It's feeling very August on the estuary now.  We've had an usually dry year, with less rainfall during the winter than we usually have.  The snow pack on the mountains was much less considerable than we are accustomed to.  June, usually a cool and rainy month here, defied its custom and chose instead to bring hot, sunny days, and now July appears to have taken the year off and swept us straight into late summer.

The grasses in the fields are seer and dry and and the licorice ferns along the roadside are already turning yellow.  Red leaves have appeared among the green foliage of the cherry trees, and the broad green hands of the western maple leaves are crumbling into rust.  It's worrisome.

Yet, even as I note these changes, I see beauty and life all around me too.  When I brush against the dry grass along the edges of the trail, crowds of grasshoppers leap in unison, as if the very ground were springing to life and they, in their turn, bring hungry birds who hop along beside me as they forage for their breakfast.  

The dry landscape burgeons with flowers delicate in appearance but tough enough to brave poor soil and dry conditions.  Every roadside is lined with sudden hedges of blue chicory.  A lover of heat, it stands waist high in every patch of gravel, springs up in cracks between sidewalk and curb, decorates patches of broken pavement in busy parking lots.

Equally hardy Queen Anne's lace favours quieter spots.  It flourishes along the paths at the riverside and estuary, and decorates unmown fields with white lace embroidered over the heather-mauve gauze of the grass seed heads.  

Dandelions, who had their first bloom in early spring, have now matured a second generation of bright sunny flowers that cover entire hillside meadows with yellow polka dots spotted across the green.

Plumes of goldenrod are opening.  They stand in crowds, grouped at intervals along the edges of roadsides and trails, their yellow-gold flower heads looking from a distance more like feather than plant.

Bright yellow tansy is blooming now too, it's flowers dry-looking as soon as they open, its tough stems holding them tall above the surrounding grasses while its roots seek deep in the ground for moisture.

At the dappled edges between field and tree, stands of bright fireweed have shot up, some taller than a man, with strong stems, willow-shaped leaves and spear shaped raecemes of magenta blooms. 

Through all this colour rabbits and deer, pheasants and quail, sparrows and finches, move constantly and, overhead, eagles soar, sometimes pursued by noisy crows.  Constant herons fish the shallow waters of river and bay, and solitary ravens croak from nearby trees.

It's easy to worry about what "should be," and we are all inclined to compare what is now to what is "normal," but nature goes on about her business unconcerned by any standards or comparisons small humans may impose.  In her timeless rounds she is endlessly adaptive, and daily presents us with a thousand different answers to our questions and concerns.  She cares not one whit whether we are there or not and, while she changes in response to us, she stitches upon a larger canvas than we - with our narrow vision and small definitions - can begin to see the edges of.  

There is something soothing in that greatness.  As I watch the landscape, and absorb the million shades of light and colour, as I observe the endless variations of life around me, my worries and concerns fade to insignificance and I am absorbed into the tapestry.

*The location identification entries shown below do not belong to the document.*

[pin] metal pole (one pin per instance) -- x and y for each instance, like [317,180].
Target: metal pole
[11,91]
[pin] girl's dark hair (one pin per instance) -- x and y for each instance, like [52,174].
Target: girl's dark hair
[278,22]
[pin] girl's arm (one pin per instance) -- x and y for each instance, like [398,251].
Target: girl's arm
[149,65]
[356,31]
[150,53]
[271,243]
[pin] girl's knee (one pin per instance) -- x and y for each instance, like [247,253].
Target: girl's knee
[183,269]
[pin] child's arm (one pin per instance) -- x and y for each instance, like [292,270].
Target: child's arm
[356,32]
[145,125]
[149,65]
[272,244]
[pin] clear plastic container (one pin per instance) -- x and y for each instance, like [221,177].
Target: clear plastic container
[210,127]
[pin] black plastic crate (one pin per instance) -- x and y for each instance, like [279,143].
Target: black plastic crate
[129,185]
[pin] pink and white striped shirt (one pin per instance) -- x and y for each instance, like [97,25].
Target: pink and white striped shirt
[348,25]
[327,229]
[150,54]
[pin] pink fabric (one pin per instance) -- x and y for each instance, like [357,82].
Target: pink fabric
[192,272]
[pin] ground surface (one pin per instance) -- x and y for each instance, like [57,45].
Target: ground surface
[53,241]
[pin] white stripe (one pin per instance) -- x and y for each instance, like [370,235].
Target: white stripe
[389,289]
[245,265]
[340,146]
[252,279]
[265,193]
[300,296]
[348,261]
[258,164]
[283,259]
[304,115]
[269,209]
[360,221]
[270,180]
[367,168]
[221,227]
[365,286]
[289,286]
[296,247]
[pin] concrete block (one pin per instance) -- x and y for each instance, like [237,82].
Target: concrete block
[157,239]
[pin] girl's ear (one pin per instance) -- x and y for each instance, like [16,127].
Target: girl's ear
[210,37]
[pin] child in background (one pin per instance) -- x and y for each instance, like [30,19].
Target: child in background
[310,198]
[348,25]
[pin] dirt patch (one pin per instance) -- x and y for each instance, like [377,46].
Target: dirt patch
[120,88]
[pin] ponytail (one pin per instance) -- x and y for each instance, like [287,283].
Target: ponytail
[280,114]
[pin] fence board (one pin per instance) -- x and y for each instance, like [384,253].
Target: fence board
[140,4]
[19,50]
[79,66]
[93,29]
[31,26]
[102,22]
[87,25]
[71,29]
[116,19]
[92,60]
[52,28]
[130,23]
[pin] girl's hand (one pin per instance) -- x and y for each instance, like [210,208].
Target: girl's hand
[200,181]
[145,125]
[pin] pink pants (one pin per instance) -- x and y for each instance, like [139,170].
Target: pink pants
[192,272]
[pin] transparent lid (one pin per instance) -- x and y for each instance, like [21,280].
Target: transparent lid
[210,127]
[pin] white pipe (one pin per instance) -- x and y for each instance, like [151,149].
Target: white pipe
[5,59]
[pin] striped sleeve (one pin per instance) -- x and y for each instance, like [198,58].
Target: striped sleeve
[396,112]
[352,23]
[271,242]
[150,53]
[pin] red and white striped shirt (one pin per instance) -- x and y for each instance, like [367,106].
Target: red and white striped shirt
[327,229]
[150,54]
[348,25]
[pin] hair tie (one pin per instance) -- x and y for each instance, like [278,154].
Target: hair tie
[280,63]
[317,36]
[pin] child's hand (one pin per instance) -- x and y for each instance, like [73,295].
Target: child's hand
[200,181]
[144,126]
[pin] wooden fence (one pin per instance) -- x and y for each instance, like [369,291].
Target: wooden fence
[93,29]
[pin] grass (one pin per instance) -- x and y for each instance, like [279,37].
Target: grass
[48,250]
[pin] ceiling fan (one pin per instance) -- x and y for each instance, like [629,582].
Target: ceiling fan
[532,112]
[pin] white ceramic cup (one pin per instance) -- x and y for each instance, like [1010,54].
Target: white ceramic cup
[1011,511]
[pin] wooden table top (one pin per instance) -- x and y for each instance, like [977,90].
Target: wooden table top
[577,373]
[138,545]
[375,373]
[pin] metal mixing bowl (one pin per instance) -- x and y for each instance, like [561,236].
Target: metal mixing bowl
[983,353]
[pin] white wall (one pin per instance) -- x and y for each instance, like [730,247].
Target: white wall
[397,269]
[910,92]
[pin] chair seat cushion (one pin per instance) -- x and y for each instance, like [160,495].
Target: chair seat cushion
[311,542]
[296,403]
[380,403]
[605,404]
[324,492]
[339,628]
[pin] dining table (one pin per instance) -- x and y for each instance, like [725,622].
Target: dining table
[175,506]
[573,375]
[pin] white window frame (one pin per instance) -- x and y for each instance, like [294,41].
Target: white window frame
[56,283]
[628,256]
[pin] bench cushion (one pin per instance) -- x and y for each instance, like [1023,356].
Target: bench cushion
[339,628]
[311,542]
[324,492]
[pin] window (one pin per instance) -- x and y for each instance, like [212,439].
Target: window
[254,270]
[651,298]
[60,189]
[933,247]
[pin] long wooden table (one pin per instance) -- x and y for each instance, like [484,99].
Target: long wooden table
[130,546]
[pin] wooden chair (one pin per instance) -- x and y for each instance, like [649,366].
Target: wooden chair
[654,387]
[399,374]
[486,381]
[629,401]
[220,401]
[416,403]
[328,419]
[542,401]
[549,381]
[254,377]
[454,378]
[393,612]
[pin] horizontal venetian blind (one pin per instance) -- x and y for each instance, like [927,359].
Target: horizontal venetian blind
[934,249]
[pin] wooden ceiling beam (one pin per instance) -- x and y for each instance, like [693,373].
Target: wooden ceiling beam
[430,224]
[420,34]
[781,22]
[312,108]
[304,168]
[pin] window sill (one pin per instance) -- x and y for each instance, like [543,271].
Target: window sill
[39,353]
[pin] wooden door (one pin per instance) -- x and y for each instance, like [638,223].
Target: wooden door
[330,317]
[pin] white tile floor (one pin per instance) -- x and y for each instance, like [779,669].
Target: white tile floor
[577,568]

I am part of a greater picture and, although every stitch contributes to the fabric of the whole, the whole is greater than the sum of any of its parts.  The stitches may change colour or shape or form, and some may be unsewn and then made again as something new but, in nature as in life, nothing is wasted.  

All things go on forever. 

There is peace in that.

Have a joyful day today.  Stop for a moment to draw a breath and look around you.  Enjoy your view of the great tapestry, and know in your heart that your stitches contribute to it too.